“Mommy, would it be OK if I grew up to be a thug? You know, someone who commits crimes and steals from other people? Maybe shooting a gun once in a while for fun, even if it kills someone?”
I looked at the rosy-cheeked little boy whom I constantly adorn with kisses and said, “Huh?”
“Well, what’s wrong with bein’ a thug?” he asked sincerely.
“I don’t have room in my house for one, that’s what’s wrong with it! You’re going to be a professional golfer if I have to hog-tie you and drag you all over the country myself!” I replied, drying my hands on a dishtowel.
“But Ma …,” he whined, “I’d make more money if I set up a meth lab!”
His eyes gleamed as he dreamed of all the things he could buy with his meth money — a PS3, a RipStik, bunk beds.
“Dude, hate to tell you this, but your dad and I just don’t do thugdom! And I don’t intend for you to start focusing on that kind of stuff, either. Drink a glass of milk, it does a body good. Besides, do you think we’d take care of you if you got into trouble? You’d go straight to jail, and you’d have to do your time.”
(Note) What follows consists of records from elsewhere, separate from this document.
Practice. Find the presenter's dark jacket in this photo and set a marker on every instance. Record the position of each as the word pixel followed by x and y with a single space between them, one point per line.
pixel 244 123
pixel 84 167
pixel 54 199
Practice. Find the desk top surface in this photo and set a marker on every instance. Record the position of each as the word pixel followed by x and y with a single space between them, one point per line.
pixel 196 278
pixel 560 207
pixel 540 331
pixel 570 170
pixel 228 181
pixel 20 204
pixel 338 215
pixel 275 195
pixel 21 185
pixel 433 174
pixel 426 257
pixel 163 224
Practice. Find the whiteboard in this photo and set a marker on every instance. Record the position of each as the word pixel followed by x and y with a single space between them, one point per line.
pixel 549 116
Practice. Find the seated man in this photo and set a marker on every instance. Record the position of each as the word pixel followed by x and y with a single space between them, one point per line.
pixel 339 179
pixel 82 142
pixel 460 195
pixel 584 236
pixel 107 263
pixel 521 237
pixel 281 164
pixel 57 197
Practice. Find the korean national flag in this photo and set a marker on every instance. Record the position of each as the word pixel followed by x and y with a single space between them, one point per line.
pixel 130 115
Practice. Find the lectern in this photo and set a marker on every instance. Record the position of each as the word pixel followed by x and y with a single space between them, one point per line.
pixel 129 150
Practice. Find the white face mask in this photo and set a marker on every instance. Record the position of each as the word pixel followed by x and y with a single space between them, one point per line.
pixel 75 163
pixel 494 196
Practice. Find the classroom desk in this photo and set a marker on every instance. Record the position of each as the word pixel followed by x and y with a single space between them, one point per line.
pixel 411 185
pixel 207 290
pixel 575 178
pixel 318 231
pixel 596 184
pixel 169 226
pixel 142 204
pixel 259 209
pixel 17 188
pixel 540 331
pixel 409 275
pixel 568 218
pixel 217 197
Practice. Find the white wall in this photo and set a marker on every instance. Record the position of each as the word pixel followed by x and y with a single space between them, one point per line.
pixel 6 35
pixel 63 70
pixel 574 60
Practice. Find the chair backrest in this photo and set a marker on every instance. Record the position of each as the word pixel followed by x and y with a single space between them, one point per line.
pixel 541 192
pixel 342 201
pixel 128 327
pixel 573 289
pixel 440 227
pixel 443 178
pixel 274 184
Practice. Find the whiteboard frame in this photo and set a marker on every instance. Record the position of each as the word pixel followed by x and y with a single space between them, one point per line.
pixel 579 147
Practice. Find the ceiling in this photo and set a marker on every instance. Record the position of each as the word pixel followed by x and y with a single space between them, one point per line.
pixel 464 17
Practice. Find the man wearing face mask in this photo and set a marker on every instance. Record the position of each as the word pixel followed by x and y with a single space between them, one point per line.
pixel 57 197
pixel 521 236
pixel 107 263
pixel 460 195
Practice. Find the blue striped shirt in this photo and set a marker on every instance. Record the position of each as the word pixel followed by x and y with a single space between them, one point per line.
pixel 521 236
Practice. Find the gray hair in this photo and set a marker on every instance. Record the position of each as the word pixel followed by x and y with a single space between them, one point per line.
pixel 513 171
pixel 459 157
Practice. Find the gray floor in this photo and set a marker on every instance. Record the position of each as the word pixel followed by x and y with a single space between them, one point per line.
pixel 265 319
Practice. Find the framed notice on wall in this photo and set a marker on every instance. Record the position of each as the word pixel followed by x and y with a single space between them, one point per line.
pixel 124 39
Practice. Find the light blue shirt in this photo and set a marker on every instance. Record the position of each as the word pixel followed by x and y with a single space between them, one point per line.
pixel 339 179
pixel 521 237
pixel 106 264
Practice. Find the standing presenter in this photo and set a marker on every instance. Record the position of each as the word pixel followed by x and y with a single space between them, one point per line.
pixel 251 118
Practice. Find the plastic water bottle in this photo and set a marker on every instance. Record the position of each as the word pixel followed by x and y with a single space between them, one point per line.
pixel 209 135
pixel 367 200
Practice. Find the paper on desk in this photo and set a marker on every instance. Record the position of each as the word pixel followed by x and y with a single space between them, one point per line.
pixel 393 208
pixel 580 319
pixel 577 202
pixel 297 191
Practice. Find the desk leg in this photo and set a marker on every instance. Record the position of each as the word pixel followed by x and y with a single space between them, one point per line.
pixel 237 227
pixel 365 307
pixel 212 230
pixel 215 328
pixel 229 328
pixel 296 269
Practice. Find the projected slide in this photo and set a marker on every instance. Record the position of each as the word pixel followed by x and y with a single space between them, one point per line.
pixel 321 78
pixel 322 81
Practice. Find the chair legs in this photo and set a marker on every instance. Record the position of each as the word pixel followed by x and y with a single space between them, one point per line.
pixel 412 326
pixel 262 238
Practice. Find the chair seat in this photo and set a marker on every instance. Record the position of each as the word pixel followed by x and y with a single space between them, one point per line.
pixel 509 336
“What does that mean?” he asked, biting into a freshly baked chocolate chip cookie.
“It means, my dear boy, that if you commit a crime of any nature, you will promptly go to jail and not get to play xBox or watch Cartoon Network! You will have to watch something like “Matlock” or The Hallmark Channel ... or Lifetime, Television for Women.”
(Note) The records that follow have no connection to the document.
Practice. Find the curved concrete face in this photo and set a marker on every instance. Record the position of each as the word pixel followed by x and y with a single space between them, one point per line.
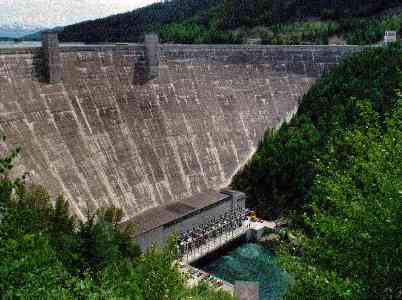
pixel 108 134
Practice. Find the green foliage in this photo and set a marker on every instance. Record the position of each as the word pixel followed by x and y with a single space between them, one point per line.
pixel 29 268
pixel 354 244
pixel 45 253
pixel 367 31
pixel 279 177
pixel 212 21
pixel 130 27
pixel 192 33
pixel 337 170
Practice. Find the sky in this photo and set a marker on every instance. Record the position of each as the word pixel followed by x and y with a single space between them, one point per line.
pixel 50 13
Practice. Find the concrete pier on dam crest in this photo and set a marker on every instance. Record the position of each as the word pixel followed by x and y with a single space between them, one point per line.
pixel 143 126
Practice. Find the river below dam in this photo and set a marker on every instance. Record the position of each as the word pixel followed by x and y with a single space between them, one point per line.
pixel 250 262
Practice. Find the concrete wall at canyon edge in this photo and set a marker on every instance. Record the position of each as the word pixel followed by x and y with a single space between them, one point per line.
pixel 105 135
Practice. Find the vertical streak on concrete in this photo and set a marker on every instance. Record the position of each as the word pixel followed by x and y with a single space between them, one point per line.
pixel 152 55
pixel 52 59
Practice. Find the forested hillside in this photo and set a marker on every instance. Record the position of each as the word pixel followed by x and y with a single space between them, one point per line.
pixel 336 171
pixel 132 25
pixel 234 21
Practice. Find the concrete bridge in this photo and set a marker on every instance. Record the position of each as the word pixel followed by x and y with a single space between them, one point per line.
pixel 144 126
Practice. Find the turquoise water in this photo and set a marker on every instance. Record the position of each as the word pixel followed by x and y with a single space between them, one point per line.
pixel 251 262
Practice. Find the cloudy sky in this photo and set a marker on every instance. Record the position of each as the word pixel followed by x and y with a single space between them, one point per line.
pixel 49 13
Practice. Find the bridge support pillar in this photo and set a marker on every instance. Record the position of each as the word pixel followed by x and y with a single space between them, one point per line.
pixel 52 57
pixel 152 55
pixel 245 290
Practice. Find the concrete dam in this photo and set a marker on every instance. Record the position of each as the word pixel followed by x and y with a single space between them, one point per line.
pixel 148 126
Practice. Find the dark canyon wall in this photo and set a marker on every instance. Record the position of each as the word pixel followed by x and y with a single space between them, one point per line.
pixel 106 135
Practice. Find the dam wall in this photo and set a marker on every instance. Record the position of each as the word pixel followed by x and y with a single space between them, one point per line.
pixel 108 134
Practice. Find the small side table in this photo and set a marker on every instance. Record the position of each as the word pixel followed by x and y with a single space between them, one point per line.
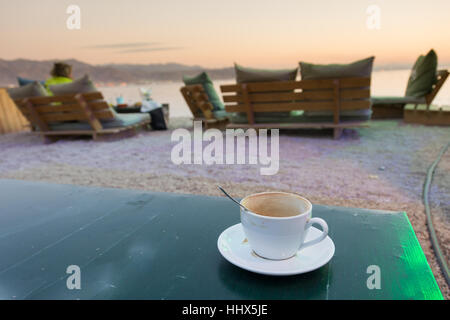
pixel 159 117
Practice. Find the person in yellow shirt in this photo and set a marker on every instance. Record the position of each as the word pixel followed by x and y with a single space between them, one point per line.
pixel 61 73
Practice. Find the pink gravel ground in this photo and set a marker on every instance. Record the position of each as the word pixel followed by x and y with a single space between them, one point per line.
pixel 381 167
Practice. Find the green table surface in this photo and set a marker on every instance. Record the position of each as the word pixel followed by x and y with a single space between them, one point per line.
pixel 147 245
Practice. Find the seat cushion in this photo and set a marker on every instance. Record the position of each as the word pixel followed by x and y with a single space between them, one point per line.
pixel 423 75
pixel 361 68
pixel 121 120
pixel 204 80
pixel 246 75
pixel 396 100
pixel 33 89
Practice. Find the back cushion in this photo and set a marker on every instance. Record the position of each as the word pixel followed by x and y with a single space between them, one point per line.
pixel 204 80
pixel 361 68
pixel 245 75
pixel 33 89
pixel 81 85
pixel 423 75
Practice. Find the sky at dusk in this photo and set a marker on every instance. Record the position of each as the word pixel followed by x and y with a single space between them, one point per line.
pixel 215 33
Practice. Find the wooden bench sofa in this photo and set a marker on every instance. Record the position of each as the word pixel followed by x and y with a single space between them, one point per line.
pixel 325 103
Horror-struck, he said, “Is that what they do in jail? Would I get to eat Cheetos? Or have a Coke?”
“No, dude. And you’d have to wear ugly pajamas and sleep without camouflage blankets and pillowcases!”
“What if I got sick? Who would take care of me?” he wondered, suddenly realizing that his mama would not be there to tend to him.
“The prison doctor, that’s who,” I said, with a hint of Vincent Price in my voice.
“Well, why are there so many guys in jail? There must be something OK with it!” he said indignantly.
“Of course there is, if you don’t want to have a job and earn money and take care of yourself! If you want to eat crappy food and get beat up all the time and sleep with the light on because you don’t want someone stealing what little you have or givin’ you the shiv in your sleep. I mean, that sounds OK, doesn’t it?”
He pondered that thought for a minute and said, “What’s a shiv?”
I pulled an instrument out of my back pocket.
“This is a shiv, my friend. A well-crafted one, too, I must say,” I replied, turning it slowly to admire the scary-looking implement.
“Ma. What are you doin’ with that?” he asked, backing away.
“I keep it on hand in case someone tries to take my Little Debbie’s away from me when I’m shopping at WalMart,” I said in my best Jim-Carrey-as-The-Cable-Guy toned-down voice.
He put his cookie down and said, “I’m gonna go work on my putt...”
I twirled my little shiv around and slid it into my back pocket.
“Good idea,” I whispered, patting the old paint can key I’d just tucked in.
You need to shock your kids back into reality? Send ’em over to my house.